The binomial distribution is a fundamental concept in probability theory. It describes the number of successes in a fixed number of independent trials, with each trial having two possible outcomes: success or failure. In the case of a fair coin toss, the outcomes are either heads or tails.

• Each coin toss in our exercise is a trial, where getting a head is considered a success with probability, \( p = 0.5 \).
• The total number of trials, \( n \), is 400, representing the total number of coin tosses.

The binomial distribution's parameters are derived from these probabilities: the mean \( \mu \) is computed as \( np \), and the standard deviation \( \sigma \) is \( \sqrt{np(1-p)} \).

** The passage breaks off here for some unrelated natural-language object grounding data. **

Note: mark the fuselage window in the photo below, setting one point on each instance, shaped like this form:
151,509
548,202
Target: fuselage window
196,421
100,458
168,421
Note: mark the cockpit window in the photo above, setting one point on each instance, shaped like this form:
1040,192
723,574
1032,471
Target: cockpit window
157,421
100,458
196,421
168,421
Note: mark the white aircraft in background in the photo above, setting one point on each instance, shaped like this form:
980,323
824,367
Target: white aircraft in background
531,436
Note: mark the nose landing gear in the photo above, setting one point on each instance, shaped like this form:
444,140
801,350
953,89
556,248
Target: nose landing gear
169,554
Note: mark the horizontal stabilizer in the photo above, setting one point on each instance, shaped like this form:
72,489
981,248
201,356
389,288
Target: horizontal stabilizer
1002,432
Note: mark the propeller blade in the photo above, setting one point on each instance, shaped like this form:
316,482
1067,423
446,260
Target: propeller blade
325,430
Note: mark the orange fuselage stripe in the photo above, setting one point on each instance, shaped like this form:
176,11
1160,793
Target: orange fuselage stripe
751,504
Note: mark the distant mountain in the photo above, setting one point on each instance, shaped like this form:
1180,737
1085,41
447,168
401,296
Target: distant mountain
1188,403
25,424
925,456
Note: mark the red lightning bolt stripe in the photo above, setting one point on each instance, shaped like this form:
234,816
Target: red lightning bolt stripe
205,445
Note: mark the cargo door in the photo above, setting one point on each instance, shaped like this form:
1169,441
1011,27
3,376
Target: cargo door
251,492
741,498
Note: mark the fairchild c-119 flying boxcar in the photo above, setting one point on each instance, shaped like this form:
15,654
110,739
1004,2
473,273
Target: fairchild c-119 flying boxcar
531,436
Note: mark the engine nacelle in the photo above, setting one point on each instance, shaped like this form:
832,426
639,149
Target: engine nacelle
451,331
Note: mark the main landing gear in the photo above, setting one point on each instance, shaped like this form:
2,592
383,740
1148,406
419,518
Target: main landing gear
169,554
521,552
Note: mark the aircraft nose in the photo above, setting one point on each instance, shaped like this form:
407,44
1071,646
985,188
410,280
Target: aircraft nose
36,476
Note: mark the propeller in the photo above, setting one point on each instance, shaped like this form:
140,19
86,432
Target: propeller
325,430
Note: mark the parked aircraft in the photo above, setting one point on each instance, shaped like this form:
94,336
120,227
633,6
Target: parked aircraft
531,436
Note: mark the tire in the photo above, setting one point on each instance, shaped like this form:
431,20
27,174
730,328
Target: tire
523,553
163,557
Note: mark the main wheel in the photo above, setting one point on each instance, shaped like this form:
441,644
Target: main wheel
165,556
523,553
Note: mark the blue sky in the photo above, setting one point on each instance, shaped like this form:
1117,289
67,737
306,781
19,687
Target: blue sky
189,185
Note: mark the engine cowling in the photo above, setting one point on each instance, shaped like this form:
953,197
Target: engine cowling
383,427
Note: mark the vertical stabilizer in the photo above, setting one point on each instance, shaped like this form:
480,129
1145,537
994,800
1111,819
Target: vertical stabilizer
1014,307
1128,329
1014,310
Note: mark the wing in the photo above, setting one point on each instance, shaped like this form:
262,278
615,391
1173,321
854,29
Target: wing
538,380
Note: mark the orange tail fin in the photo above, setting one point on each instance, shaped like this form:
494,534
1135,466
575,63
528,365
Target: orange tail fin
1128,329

In our case, the calculation gives us a mean of 200 and a standard deviation of 10, describing how the results are expected to distribute around the mean through multiple experiments.

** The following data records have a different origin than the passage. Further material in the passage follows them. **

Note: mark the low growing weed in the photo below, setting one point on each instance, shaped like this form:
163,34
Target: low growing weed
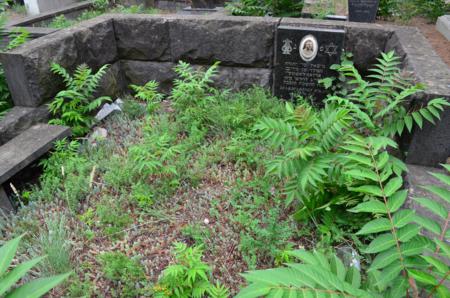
127,273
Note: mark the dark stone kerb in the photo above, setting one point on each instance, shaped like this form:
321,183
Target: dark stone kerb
235,41
27,68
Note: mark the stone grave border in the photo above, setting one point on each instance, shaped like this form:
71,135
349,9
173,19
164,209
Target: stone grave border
145,47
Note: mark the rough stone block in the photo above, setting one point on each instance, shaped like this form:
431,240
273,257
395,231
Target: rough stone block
27,68
365,43
443,26
236,78
28,147
239,41
140,37
409,41
112,83
95,41
18,119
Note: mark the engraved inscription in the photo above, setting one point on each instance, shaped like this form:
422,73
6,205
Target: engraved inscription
303,57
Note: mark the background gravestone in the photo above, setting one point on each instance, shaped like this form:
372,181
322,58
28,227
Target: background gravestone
302,57
362,10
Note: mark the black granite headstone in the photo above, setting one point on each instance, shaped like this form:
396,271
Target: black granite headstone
362,10
303,56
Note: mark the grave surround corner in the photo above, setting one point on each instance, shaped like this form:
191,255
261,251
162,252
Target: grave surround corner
139,46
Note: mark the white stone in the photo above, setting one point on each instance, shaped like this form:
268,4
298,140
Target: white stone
443,26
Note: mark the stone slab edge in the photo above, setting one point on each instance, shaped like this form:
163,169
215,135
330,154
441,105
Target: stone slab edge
27,147
443,26
18,119
27,22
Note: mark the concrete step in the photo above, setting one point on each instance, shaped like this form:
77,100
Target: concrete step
24,149
443,26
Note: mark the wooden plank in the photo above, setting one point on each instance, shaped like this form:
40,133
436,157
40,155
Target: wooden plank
28,147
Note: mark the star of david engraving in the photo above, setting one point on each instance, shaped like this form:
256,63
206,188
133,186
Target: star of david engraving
287,47
331,49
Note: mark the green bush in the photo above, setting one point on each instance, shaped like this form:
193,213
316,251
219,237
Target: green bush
128,274
188,277
74,106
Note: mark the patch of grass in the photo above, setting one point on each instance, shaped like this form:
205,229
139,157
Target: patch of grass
54,242
111,217
127,273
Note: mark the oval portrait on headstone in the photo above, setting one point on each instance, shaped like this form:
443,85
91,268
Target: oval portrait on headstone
308,48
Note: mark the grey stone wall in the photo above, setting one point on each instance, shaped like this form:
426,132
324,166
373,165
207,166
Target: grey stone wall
431,144
145,47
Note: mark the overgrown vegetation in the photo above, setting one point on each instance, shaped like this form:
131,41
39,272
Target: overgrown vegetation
74,106
190,189
348,165
406,9
9,277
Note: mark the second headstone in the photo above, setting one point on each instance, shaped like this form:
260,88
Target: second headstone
362,10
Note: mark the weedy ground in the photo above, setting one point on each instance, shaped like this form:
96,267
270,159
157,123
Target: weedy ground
160,177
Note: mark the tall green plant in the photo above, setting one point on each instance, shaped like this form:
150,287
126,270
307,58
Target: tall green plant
405,263
380,101
74,105
9,278
189,276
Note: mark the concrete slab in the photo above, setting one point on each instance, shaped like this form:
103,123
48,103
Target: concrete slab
28,147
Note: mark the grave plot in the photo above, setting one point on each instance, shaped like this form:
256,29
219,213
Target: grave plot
204,174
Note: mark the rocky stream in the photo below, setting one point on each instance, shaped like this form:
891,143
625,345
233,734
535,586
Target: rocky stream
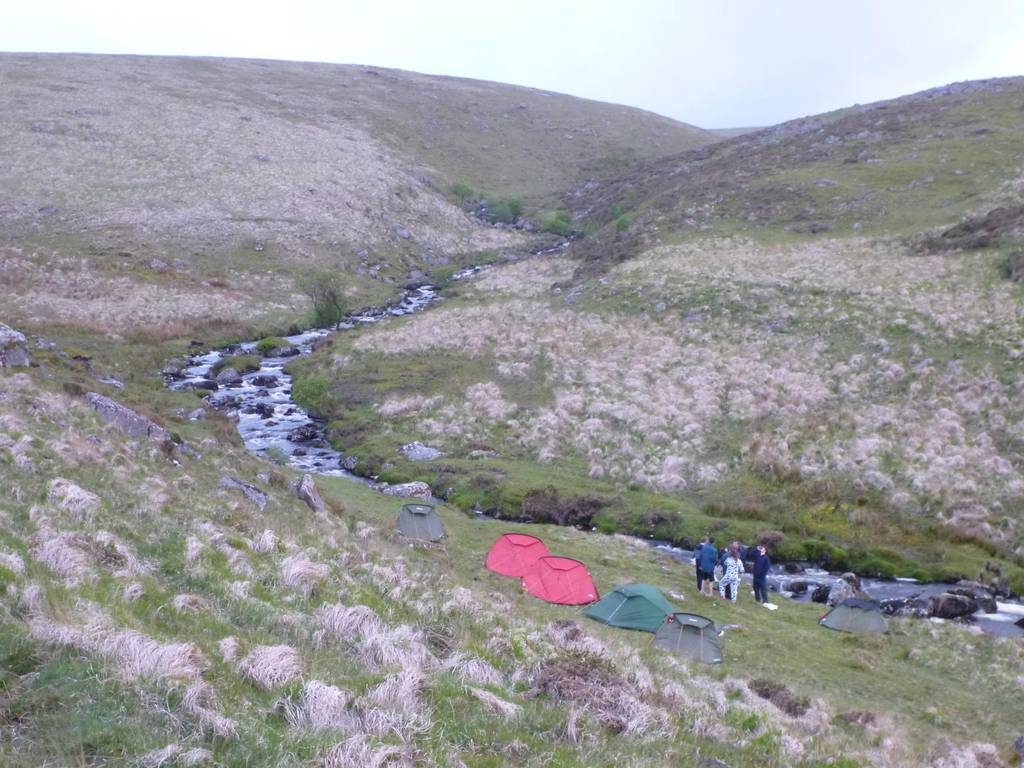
273,426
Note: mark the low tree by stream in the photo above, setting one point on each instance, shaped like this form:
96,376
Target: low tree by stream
327,294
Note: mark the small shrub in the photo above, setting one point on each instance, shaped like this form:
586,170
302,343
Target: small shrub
504,210
464,194
313,393
559,223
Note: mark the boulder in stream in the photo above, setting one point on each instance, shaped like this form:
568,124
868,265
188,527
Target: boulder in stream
306,491
306,433
840,591
820,593
915,607
948,605
228,376
978,592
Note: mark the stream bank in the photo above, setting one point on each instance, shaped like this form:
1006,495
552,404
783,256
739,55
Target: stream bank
273,426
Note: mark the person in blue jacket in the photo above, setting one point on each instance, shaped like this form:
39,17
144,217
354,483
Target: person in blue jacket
707,559
762,564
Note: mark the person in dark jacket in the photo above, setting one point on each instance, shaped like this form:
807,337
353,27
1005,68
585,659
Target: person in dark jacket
696,563
762,564
707,560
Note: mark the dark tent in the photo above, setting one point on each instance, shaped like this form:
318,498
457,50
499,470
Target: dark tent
515,554
687,633
560,580
853,614
632,606
420,521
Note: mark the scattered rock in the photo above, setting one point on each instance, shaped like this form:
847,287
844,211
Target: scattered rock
820,594
978,592
252,493
948,605
852,579
125,419
913,607
415,489
12,348
417,452
306,433
306,491
840,592
228,376
264,380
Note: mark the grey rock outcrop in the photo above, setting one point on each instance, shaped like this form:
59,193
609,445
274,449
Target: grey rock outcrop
306,491
125,419
252,493
840,592
417,452
13,352
978,592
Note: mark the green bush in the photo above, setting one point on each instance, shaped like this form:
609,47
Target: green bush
504,210
464,194
267,345
559,223
313,393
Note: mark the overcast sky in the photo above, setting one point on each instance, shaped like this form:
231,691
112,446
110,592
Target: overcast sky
714,62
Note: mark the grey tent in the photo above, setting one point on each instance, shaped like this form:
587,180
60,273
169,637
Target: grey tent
687,633
859,616
421,521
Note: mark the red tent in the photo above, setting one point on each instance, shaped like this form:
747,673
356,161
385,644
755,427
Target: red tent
515,554
560,580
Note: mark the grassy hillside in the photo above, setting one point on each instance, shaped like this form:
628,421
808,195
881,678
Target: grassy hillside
734,348
165,196
152,616
898,167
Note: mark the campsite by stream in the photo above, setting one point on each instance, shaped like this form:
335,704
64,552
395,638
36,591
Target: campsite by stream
272,425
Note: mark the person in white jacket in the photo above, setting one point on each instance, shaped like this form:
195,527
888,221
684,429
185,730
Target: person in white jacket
732,567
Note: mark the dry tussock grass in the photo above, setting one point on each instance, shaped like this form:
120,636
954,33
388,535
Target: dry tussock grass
271,666
356,752
322,707
301,573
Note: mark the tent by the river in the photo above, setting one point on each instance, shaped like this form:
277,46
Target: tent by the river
560,580
856,615
515,554
692,635
633,606
421,521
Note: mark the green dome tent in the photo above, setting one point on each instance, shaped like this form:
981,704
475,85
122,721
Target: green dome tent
632,606
859,616
420,521
687,633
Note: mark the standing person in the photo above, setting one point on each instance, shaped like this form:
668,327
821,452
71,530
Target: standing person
707,561
762,564
696,563
733,567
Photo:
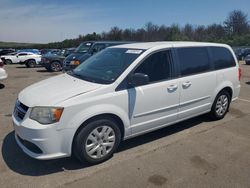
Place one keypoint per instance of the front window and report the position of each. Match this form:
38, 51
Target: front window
106, 66
84, 47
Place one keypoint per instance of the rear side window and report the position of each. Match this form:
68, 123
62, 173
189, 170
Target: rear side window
193, 60
157, 66
222, 58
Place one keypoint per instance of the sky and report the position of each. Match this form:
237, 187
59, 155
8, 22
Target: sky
43, 21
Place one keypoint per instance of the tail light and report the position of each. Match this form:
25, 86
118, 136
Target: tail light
239, 73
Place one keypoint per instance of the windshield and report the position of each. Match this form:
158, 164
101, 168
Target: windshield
84, 47
106, 66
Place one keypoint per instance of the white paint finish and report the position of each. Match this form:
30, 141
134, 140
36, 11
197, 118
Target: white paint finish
142, 109
16, 58
152, 105
197, 93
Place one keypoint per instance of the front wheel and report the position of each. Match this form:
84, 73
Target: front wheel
8, 61
220, 105
97, 141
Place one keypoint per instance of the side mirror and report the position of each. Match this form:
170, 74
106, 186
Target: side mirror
94, 51
138, 79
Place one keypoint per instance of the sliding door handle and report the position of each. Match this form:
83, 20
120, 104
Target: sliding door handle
172, 87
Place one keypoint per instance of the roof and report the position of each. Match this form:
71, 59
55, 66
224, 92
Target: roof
148, 45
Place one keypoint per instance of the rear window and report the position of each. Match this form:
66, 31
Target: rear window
222, 58
193, 60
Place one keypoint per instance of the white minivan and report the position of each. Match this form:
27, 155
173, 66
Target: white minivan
122, 92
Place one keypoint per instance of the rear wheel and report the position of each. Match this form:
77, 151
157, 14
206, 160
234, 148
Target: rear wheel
97, 141
8, 61
220, 105
30, 63
55, 66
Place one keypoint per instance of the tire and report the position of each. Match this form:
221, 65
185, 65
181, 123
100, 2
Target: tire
55, 66
30, 63
90, 136
8, 61
221, 105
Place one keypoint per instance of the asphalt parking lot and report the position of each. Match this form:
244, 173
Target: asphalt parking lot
194, 153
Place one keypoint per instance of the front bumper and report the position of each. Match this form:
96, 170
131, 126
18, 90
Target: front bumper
3, 74
42, 141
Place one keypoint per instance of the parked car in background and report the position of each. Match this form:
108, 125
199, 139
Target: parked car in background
74, 58
27, 58
35, 51
54, 62
247, 59
3, 74
122, 92
79, 56
243, 53
6, 51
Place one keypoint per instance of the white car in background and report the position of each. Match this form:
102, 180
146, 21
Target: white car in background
28, 58
3, 74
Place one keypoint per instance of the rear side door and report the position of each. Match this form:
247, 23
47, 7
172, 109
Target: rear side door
155, 104
197, 81
21, 57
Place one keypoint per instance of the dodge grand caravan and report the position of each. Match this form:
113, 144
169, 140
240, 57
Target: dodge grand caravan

The normal distribution, often referred to as the bell curve due to its shape, is a probability distribution that is commonly used in statistics. It's defined by its mean (center point) and standard deviation (spread or width of the curve).

Thanks to the central limit theorem, the normal distribution can be used to approximate the behavior of various data types. This theorem states that when a large sample size is collected, the sample mean will approximately follow a normal distribution, even if the original data isn't normally distributed.

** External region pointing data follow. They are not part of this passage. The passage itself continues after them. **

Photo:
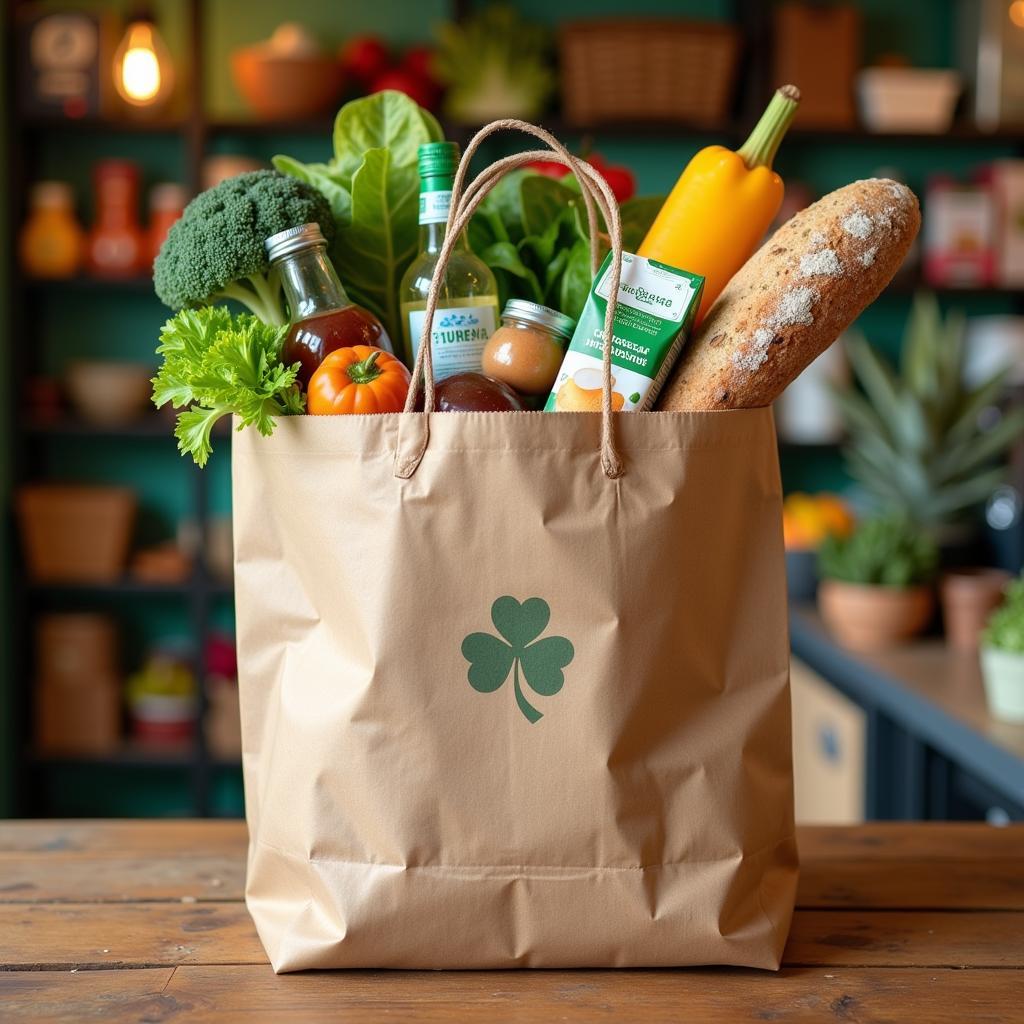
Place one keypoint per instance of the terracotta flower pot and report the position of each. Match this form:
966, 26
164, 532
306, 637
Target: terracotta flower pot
873, 617
969, 596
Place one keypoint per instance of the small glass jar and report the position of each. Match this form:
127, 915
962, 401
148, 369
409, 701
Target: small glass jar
52, 242
118, 244
526, 350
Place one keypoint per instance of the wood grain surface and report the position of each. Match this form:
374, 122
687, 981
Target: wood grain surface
144, 922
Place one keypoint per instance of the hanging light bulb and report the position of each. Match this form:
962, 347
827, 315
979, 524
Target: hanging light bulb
143, 74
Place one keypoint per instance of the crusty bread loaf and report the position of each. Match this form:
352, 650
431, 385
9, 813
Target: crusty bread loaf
795, 296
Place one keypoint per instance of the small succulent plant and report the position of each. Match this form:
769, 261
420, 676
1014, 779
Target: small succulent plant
888, 551
1006, 625
916, 443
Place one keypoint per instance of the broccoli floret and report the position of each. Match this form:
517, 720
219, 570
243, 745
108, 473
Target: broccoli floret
215, 251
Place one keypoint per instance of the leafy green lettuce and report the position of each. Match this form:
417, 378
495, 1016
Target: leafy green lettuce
373, 185
219, 365
531, 231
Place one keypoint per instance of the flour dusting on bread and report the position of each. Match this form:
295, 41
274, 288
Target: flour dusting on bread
824, 261
795, 296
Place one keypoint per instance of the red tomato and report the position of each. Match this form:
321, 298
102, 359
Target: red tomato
620, 178
415, 87
364, 57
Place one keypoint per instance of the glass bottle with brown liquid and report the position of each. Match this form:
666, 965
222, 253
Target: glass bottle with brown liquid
323, 316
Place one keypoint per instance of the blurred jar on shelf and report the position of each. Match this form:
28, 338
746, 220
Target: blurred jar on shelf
118, 246
167, 203
52, 242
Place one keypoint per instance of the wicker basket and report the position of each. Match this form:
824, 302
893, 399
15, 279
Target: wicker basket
644, 70
76, 534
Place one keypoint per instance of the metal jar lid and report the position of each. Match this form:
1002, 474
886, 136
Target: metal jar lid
534, 312
294, 240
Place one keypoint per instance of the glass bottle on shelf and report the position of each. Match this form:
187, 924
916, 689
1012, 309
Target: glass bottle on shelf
323, 316
117, 244
52, 243
467, 312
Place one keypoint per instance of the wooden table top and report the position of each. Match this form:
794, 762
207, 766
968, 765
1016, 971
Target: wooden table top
128, 921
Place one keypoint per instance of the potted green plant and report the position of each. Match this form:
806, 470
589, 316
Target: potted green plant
928, 445
876, 584
1003, 656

• In our exercise, we apply the central limit theorem to the binomial distribution from the coin tosses.
• The number of heads becomes a random variable that demonstrates a normal pattern due to the large number of tosses, which is 400.

We thus treat our results as fitting into a normal distribution with a mean \( \mu = 200 \) and standard deviation \( \sigma = 10 \). Once this transformation is made, we gain access to various mathematical tools like the standard normal table to find probabilities easily.

Calculating probabilities using the normal distribution is a standard technique in statistics. It involves transforming our actual variable into a standardized score, called a \( z \)-score, that can be compared against a known standard distribution.

• To find the probability of obtaining at most 190 heads, we first convert that number into a standardized \( z \)-score: \( z = \frac{190 - 200}{10} = -1.0 \).
• This score tells us how many standard deviations away 190 is from the mean of 200.

With this \( z \)-score, we can lookup the probability in a standard normal distribution table. Initially, we found a probability of 0.1587 without the histogram correction.

However, to achieve a more precise approximation, we include the continuity correction. This shifts our boundary slightly by considering 190.5 instead of 190, leading to a \( z \)-score of \( -0.95 \) and a corrected probability of approximately 0.1711. This small adjustment improves the approximation in cases where a cumulative property (like a count of coin heads) is approximated by a continuous function.